Ausgangspunkt für die Auswahl der zu behandelnden Dynastien und Höfe des ersten Bandes ist die Zeit um 1500, von der aus nach vorne bis ins 17. und zurück bis ins 13. Jahrhundert geblickt wird. Die Wormser Reichsmatrikel von 1521 bildet in der Regel die Grundlage für die Erwähnung im Handbuch. Aus welchen Gründen ein Fürst und seine Dynastie nicht behandelt werden, wird leider nicht näher erwähnt. Weitere Ausnahmen werden mit den Königen und den entsprechenden königlichen Höfen gemacht, so dass sich beispielsweise auch die Staufer in diesem Nachschlagewerk verewigt finden. Dies erscheint angesichts der Bedeutung dieses und anderer Geschlechter, wie z.B. dem der Ludowinger, durchaus gerechtfertigt. Das Residenzenlexikon wildert aber nicht im Territorium des Repertoriums der deutschen Königspfalzen. Folgerichtig bleiben die königlichen Hauptorte, die sich nicht zu späteren Zeiten zu einer landesfürstlichen Residenz entwickelten, unerwähnt. Dies hätte den Rahmen des Vorhabens, ganz abgesehen von dem straffen Zeitplan, sicherlich gesprengt. Trotzdem hätte eine etwas griffigere Beschreibung, was unter Residenz zu verstehen ist bzw. eben nicht zu verstehen ist, geholfen. Vielleicht hätte die Einleitung von Gerhard Fouquet, die einen konzisen Überblick über die Entwicklung deutscher Hauptorte und Residenzen im europäischen Vergleich, sowie ein wenig Begriffsgeschichte bietet, in diesem Punkt etwas ausführlicher ausfallen können.

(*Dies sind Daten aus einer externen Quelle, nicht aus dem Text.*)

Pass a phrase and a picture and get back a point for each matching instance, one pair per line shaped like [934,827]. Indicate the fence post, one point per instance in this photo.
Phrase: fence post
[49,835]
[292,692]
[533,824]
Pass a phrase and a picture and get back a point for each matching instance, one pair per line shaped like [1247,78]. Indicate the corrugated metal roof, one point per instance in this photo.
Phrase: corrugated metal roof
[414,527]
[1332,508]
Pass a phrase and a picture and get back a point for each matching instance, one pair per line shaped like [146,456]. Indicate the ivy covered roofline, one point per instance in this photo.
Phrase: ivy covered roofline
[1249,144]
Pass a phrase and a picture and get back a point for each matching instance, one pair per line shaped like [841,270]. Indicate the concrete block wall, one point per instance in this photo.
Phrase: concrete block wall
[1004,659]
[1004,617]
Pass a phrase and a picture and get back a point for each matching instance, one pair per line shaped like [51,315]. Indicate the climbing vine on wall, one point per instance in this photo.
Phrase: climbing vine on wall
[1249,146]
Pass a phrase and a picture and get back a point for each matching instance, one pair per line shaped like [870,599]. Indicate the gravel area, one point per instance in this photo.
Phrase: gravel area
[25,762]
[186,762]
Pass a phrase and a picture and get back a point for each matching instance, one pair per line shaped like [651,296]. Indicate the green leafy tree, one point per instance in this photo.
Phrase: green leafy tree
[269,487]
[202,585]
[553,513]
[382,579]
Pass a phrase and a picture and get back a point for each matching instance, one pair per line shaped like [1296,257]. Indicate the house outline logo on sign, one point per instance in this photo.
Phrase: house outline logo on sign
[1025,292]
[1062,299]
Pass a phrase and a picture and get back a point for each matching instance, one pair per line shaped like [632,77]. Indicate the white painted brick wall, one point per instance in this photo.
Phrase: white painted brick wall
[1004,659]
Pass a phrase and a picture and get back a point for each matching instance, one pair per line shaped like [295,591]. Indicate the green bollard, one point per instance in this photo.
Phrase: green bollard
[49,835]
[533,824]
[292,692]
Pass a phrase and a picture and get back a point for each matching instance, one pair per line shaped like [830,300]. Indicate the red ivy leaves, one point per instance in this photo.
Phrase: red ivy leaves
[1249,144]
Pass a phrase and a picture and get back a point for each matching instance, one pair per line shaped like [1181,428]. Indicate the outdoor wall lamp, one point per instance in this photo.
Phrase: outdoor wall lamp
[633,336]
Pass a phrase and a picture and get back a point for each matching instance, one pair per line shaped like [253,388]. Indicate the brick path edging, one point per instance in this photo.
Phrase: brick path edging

Damit wäre aber schon fast der einzige Mangel dieses ebenso umfangreichen wie nützlichen Nachschlagewerks erwähnt. Sicher – vieles hätte man sich noch wünschen können: Bilder oder Lagepläne zum Beispiel. Beides konnte aber mit Hinweis auf die Kosten leider nicht realisiert werden. Sie hätten den ohnehin schon stolzen Ladenpreis von 160 Euro noch weiter nach oben getrieben.

Mit seinen mehr als 570 Artikeln, davon über 350 allein zu den Residenzorten, wird das Residenzenhandbuch als Referenzwerk für alle, die sich mit diesem Themengebiet befassen, ein unverzichtbares Hilfsmittel sein – Paravicini hat nicht zu viel versprochen.

Anmerkung:
1 Zum Begriff Residenz vgl. Hirsch, Volker, Nochmals: Was war eine Residenz im späten Mittelalter?, Mitteilungen der Residenzen-Kommission 13.1 (2003), S. 16-22.